先発起用は2日前に決まっていたが…
一瞬も気の抜けない試合だった。23日に行われたFIFA U-20ワールドカップ2019のグループリーグ第1節、日本対エクアドルは1-1のドローで終わった。
まず先発メンバーの書かれた1枚の紙が配られた瞬間から驚きがあった。ポーランド入りしてから行われたU-20コロンビア代表との練習試合に先発出場したメンバーが中心になると思われていたが、何人か予想とは異なる選手が入っていた。
直前2日間の練習は冒頭15分間を除いて非公開だったため、戦術確認などの詳しいことは全くわからなかったが、影山雅永監督はU-20日本代表の選手たちに南米王者エクアドルを相手にする際の明確な策を授け、閉ざされた扉の内側から我々報道陣をも出し抜いた。
そして結果的に見れば、個々の能力で上回られていたと言って間違いない相手と勝ち点1を分け合えたことはポジティブに捉えられる。ワールドカップの初戦という難しい状況下で、グループリーグ突破への望みを大きくする引き分けだった。
影山監督はエクアドル戦の先発に、宮代大聖や藤本寛也ではなく、彼らより守備でもハードに動いて貢献できるであろう山田康太と郷家友太を選んだ。これは今までの流れをあえて変えないと思われていた中で、小さくない驚きだった。山田は「先発で出ると決まった時から、正直すごい気持ちも高ぶっていて、本当に興奮が抑えられないくらいで(試合を)迎えた」と語っている。

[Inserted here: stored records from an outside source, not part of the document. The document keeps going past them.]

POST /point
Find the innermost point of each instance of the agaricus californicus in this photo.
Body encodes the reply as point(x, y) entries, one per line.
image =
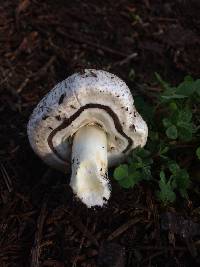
point(86, 124)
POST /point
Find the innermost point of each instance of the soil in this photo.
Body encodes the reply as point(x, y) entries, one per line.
point(43, 42)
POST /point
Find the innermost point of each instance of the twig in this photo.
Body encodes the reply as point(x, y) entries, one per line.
point(6, 178)
point(36, 249)
point(83, 229)
point(123, 228)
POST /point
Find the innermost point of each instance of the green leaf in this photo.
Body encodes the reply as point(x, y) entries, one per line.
point(174, 167)
point(186, 88)
point(130, 180)
point(172, 132)
point(185, 132)
point(182, 179)
point(121, 172)
point(185, 116)
point(198, 153)
point(166, 193)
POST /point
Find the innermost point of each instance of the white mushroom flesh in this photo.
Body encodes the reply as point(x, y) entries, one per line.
point(90, 165)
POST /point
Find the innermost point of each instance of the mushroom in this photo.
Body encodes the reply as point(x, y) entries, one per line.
point(86, 124)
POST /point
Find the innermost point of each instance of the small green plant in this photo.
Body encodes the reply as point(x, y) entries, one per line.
point(173, 122)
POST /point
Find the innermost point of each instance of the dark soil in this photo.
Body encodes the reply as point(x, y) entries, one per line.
point(41, 43)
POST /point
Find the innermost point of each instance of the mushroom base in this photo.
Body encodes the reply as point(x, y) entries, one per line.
point(89, 179)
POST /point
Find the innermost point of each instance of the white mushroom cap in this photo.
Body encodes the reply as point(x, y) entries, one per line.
point(92, 97)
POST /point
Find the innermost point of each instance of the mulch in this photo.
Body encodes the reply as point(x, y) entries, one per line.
point(43, 42)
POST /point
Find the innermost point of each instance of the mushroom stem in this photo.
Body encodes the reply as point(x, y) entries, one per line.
point(90, 166)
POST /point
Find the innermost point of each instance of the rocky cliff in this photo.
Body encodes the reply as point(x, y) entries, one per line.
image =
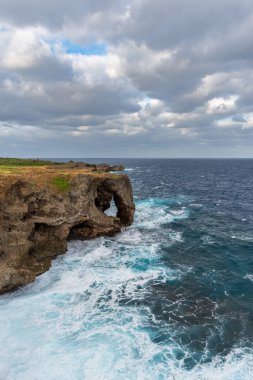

ワールドカップの初戦に先発すると監督から伝えられたのは「おとといくらい」とも明かした。その「おととい」だった21日の練習で彼は「まだどこで出るかは全然わからないですけど…」と高鳴る鼓動を抑えながら報道陣を煙に巻いていたのだ。
実際、コロンビアとの練習試合では「中央」しかやっていなかったところから、エクアドル戦は「左サイドMF」での先発起用。4-4-2のシステムはこれまでと変わらないとはいえ、課されるタスクは全く違う。確かに過去の合宿ではサイドで試されたこともあったが、あくまで得意とするのは「中央」でのゲームメイクである。
さらに言えば昨年のU-19アジア選手権など、影山監督の下で何度も代表合宿に招集されながら「戦術的なことで詳しいことはまだやっていないし、どういう戦い方をするのかも事前合宿で詰めていくのかなと思っている。自分がどこでプレーするかとかもあんまりイメージが湧いていない」とU-20ワールドカップ出場メンバー選出時に語っていた男だ。